Let f : [a,b] → [a,b] satisfy

|f(x)-f(y)| ≤ λ|x-y|

where 0<λ<1. Prove f is continuous. Choose any Xo ε [a,b] and for n ≥ 1 define X_n+1 = f(Xn). Prove that the sequence (Xn) is convergent and that its limit L is a 'fixed point' of f, namely f(L)=L

2. Dec 14, 2011

The continuity part seems pretty straightforward, unless I'm mistaken. Let c be an arbitraty point in [a, b]. Let ε > 0 be given. Let δ = ε. Them for all x such that |x - c| < δ, we have: |f(x) - f(c)| <= ...

3. Dec 14, 2011

### manooba

reckon you can help me further please i am really struggling

4. Dec 14, 2011

### micromass

No.
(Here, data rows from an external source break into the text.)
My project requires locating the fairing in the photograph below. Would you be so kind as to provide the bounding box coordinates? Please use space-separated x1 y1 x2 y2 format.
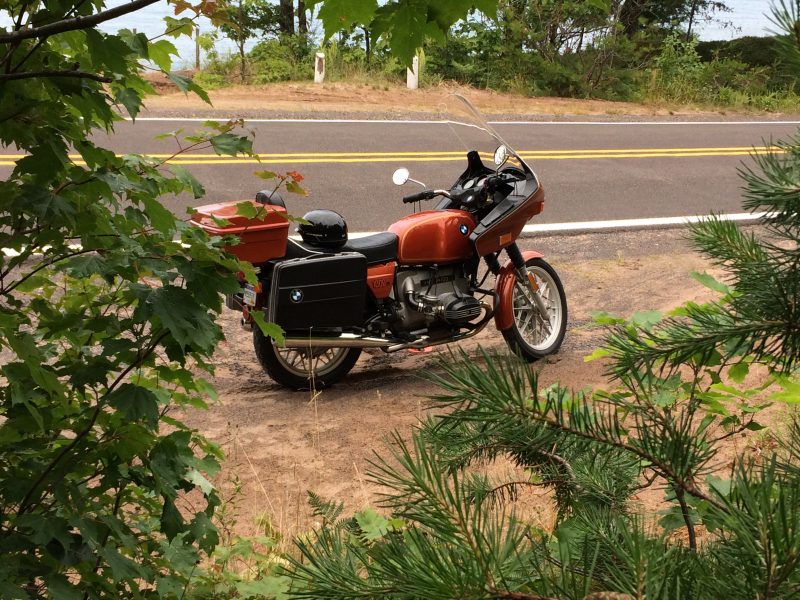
439 95 544 256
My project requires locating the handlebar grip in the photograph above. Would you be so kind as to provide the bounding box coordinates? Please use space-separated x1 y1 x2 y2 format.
403 190 433 203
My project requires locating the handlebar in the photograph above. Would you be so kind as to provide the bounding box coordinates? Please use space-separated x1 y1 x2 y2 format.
402 190 434 203
402 189 451 204
401 172 519 206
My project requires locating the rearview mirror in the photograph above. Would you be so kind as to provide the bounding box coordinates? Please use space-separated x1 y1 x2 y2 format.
392 168 410 186
494 145 509 167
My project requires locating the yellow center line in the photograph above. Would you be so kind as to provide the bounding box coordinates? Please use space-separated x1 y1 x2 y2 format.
0 146 780 167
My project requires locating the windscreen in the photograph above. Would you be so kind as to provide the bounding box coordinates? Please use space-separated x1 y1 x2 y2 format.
439 94 532 175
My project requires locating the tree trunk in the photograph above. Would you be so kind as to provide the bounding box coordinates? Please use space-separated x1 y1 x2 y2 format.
686 0 698 41
239 40 246 83
298 0 307 35
363 27 371 68
279 0 295 35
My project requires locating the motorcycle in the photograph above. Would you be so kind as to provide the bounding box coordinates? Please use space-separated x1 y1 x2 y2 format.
191 94 567 389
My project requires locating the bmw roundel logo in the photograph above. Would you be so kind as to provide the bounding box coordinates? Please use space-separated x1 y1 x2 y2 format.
459 224 469 235
290 289 304 303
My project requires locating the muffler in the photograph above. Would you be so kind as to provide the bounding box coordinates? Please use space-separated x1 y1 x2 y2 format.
281 334 391 349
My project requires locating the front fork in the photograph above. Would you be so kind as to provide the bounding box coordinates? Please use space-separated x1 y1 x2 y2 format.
497 243 552 329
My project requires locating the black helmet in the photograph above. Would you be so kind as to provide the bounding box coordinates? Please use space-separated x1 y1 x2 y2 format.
297 209 348 249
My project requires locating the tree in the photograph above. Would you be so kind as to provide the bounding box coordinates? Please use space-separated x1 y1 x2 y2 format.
0 0 259 595
280 0 296 35
615 0 729 37
0 0 496 596
220 0 280 82
298 0 309 34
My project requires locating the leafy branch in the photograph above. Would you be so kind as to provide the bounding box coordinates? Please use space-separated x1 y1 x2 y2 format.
0 0 161 44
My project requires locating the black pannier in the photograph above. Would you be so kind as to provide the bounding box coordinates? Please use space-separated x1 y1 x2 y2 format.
266 253 367 332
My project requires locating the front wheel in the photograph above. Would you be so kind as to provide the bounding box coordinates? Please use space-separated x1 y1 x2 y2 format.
253 328 362 390
502 257 567 361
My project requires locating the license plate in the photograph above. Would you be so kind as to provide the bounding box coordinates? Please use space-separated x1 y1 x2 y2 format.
242 284 257 307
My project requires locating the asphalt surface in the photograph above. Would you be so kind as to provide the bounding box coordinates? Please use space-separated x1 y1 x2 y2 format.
5 117 800 231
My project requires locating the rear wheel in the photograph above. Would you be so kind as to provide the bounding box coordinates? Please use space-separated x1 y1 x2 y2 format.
502 257 567 361
253 328 362 390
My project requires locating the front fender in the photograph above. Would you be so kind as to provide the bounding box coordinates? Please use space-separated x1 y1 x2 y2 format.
494 250 544 332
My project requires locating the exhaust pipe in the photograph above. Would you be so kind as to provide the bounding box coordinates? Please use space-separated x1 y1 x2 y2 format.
280 302 493 352
281 334 391 349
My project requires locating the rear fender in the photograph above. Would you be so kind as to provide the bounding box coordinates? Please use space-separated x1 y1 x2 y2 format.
494 250 544 332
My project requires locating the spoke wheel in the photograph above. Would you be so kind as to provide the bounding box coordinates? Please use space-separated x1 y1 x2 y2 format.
502 258 567 361
253 328 361 390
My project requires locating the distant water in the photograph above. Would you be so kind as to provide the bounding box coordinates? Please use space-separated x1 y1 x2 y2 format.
1 0 779 68
695 0 775 40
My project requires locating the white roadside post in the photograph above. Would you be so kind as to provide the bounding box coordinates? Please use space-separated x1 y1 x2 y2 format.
406 55 419 90
314 52 325 84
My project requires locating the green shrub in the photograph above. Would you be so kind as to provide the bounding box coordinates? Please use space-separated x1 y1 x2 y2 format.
194 71 229 89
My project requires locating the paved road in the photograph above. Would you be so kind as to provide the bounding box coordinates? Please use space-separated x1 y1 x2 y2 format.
4 118 799 231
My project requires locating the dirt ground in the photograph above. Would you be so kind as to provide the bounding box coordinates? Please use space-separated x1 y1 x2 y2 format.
182 227 746 542
142 78 786 121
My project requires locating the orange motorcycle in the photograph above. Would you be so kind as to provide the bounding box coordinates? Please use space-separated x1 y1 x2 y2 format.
192 95 567 389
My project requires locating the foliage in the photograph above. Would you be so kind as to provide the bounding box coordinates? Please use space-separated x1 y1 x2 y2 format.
280 94 800 600
769 0 800 81
219 0 281 82
647 30 800 110
0 0 264 595
249 38 315 83
185 477 291 600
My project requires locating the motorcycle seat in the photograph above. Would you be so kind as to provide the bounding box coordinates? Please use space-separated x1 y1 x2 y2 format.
342 232 398 265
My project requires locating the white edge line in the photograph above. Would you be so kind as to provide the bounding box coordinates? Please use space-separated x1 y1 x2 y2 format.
347 212 768 238
2 212 770 256
125 117 800 126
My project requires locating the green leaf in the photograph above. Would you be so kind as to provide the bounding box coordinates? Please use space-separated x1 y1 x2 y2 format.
285 180 307 196
317 0 378 39
167 71 211 105
170 165 205 198
114 87 142 119
388 0 427 67
45 573 82 600
254 170 278 180
728 361 749 384
210 132 253 156
659 504 694 532
148 286 220 352
235 201 260 219
591 311 625 325
355 508 389 541
148 39 178 72
706 474 732 498
101 546 146 581
236 577 291 600
629 310 662 329
584 347 610 362
161 498 185 541
186 469 215 496
119 29 150 58
251 311 285 345
142 194 177 233
107 384 160 428
691 271 731 294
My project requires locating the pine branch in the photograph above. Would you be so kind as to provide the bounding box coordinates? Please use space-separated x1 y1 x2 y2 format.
0 0 161 44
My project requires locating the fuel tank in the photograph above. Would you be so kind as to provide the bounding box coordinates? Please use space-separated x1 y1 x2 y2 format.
388 210 477 265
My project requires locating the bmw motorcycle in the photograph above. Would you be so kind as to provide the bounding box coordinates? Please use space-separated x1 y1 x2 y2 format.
192 95 567 389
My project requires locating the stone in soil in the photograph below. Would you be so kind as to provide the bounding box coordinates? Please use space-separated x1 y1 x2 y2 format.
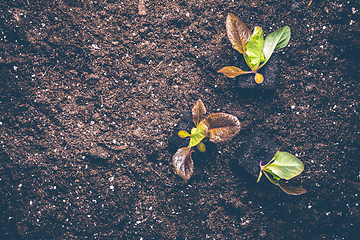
235 54 279 98
235 129 281 178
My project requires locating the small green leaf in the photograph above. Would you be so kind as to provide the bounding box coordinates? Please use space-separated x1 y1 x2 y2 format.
217 66 252 78
172 147 194 181
261 26 291 67
178 130 190 138
202 113 242 143
262 170 280 186
189 122 208 147
264 151 304 180
192 99 206 127
197 142 206 152
245 27 265 71
226 13 252 54
264 168 281 181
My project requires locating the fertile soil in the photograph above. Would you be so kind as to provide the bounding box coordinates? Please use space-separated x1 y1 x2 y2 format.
1 0 359 239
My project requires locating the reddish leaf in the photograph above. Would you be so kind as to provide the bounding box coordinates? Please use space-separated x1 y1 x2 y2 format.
262 171 307 195
192 99 207 126
217 66 250 78
226 13 252 54
202 113 242 143
279 181 307 195
172 147 194 181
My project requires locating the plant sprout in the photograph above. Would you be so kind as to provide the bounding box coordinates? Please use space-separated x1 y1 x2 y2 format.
173 99 242 181
257 151 306 195
218 13 291 84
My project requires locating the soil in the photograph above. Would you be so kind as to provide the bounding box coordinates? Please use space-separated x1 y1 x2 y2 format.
1 0 359 239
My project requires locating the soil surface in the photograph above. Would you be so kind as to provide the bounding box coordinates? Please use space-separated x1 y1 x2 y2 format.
1 0 359 239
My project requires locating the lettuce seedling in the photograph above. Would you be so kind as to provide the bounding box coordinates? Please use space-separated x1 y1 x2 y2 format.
218 13 291 84
257 151 306 195
173 99 242 181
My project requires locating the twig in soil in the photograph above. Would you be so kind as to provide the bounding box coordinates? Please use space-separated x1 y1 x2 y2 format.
156 61 163 68
100 136 109 147
150 166 162 178
42 68 49 77
21 0 30 6
41 65 56 77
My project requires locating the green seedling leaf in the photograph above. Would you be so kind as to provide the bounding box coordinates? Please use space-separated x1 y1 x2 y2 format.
262 170 280 186
197 142 206 152
264 168 281 181
217 66 251 78
202 113 242 143
226 13 251 54
192 99 207 127
264 151 304 180
178 130 190 138
254 73 264 84
257 153 306 195
189 122 208 147
261 26 291 67
278 180 307 195
172 147 194 181
245 26 265 71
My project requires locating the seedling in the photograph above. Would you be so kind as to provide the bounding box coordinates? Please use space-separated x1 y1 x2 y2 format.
257 151 306 195
173 99 242 181
218 13 291 84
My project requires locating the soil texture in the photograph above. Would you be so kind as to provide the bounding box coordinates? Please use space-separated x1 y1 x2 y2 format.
1 0 359 239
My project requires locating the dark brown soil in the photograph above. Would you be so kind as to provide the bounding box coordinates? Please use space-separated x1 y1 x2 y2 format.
1 0 359 239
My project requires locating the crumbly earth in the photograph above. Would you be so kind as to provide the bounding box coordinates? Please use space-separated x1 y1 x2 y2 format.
1 0 359 239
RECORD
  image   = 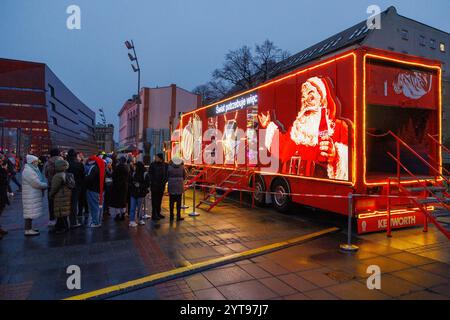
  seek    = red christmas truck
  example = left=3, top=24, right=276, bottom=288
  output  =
left=174, top=46, right=449, bottom=235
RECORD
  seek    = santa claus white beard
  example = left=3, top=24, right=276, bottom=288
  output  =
left=290, top=110, right=321, bottom=146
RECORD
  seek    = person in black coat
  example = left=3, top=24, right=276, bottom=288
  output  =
left=67, top=149, right=84, bottom=228
left=110, top=156, right=130, bottom=221
left=128, top=161, right=150, bottom=227
left=0, top=156, right=10, bottom=239
left=148, top=153, right=167, bottom=221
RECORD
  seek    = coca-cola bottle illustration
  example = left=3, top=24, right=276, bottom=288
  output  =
left=317, top=106, right=329, bottom=163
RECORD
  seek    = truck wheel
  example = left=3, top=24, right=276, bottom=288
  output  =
left=271, top=179, right=291, bottom=213
left=252, top=175, right=266, bottom=207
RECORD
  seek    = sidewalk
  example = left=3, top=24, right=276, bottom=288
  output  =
left=1, top=188, right=449, bottom=300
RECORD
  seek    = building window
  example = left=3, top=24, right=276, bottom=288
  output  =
left=50, top=101, right=56, bottom=112
left=430, top=39, right=436, bottom=49
left=400, top=29, right=409, bottom=40
left=419, top=35, right=426, bottom=46
left=440, top=42, right=446, bottom=52
left=49, top=84, right=55, bottom=97
left=52, top=117, right=58, bottom=126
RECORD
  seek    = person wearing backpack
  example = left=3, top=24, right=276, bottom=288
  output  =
left=49, top=159, right=73, bottom=234
left=128, top=161, right=150, bottom=227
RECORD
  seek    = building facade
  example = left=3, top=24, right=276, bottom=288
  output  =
left=118, top=84, right=200, bottom=163
left=95, top=124, right=115, bottom=153
left=0, top=58, right=96, bottom=156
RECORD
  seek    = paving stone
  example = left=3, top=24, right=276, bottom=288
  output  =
left=217, top=280, right=278, bottom=300
left=387, top=252, right=436, bottom=266
left=256, top=260, right=290, bottom=276
left=297, top=269, right=339, bottom=288
left=359, top=273, right=423, bottom=298
left=303, top=289, right=339, bottom=300
left=359, top=256, right=411, bottom=273
left=391, top=268, right=448, bottom=288
left=185, top=274, right=214, bottom=291
left=324, top=280, right=390, bottom=300
left=397, top=290, right=449, bottom=300
left=418, top=262, right=450, bottom=279
left=258, top=277, right=297, bottom=296
left=239, top=263, right=272, bottom=279
left=202, top=266, right=253, bottom=287
left=282, top=292, right=310, bottom=300
left=428, top=283, right=450, bottom=298
left=278, top=273, right=318, bottom=292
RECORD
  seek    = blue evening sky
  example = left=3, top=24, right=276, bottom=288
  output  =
left=1, top=0, right=449, bottom=140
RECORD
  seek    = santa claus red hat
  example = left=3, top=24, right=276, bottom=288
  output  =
left=304, top=76, right=340, bottom=120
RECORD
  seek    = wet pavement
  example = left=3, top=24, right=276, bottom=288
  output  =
left=1, top=186, right=449, bottom=300
left=1, top=187, right=326, bottom=300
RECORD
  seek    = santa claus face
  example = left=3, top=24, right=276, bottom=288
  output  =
left=301, top=82, right=322, bottom=109
left=290, top=83, right=323, bottom=146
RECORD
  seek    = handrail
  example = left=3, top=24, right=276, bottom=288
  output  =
left=428, top=133, right=450, bottom=155
left=387, top=152, right=450, bottom=239
left=387, top=152, right=449, bottom=210
left=387, top=130, right=449, bottom=184
left=427, top=153, right=450, bottom=176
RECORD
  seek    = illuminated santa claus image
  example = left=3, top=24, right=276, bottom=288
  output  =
left=259, top=76, right=349, bottom=180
You must make your own efforts on homework problems. We are not here to solve the questions for you. We will help you as soon as you make an attempt.

5. Dec 14, 2011

### Yuqing

Well, you initially begin with
$$\left|x_2 - x_1\right|=\left|f(x_1) - f(x_0)\right|\le \lambda\left|x_1 - x_0\right|$$
if you take one more step down the sequence, you can see that
$$\left|x_3 - x_2\right|=\left|f(x_2) - f(x_1)\right|\le \lambda\left|x_2 - x_1\right|\le \lambda^2\left|x_1 - x_0\right|$$
I don't think it's difficult to see how this generalizes.

Can you see how this implies the sequence is Cauchy? What do we know about Cauchy sequences? Finally, what do we know about the limit of a sequence in a continuous function?

6. Dec 14, 2011

And for the first part, can you continue where I wrote "..."? What does your function satisfy, by defintion?

7. Dec 14, 2011

### manooba

satisfy's |f(x)-f(y)| ≤ λ|x-y) where 0<λ<1

Last edited: Dec 14, 2011
8. Dec 14, 2011

OK. Now, we're looking at all x such that |x - c| < δ, right? So, apply your function property to these x's...

9. Dec 14, 2011

### manooba

ok i get that, so what do i plug in to the x's?

10. Dec 14, 2011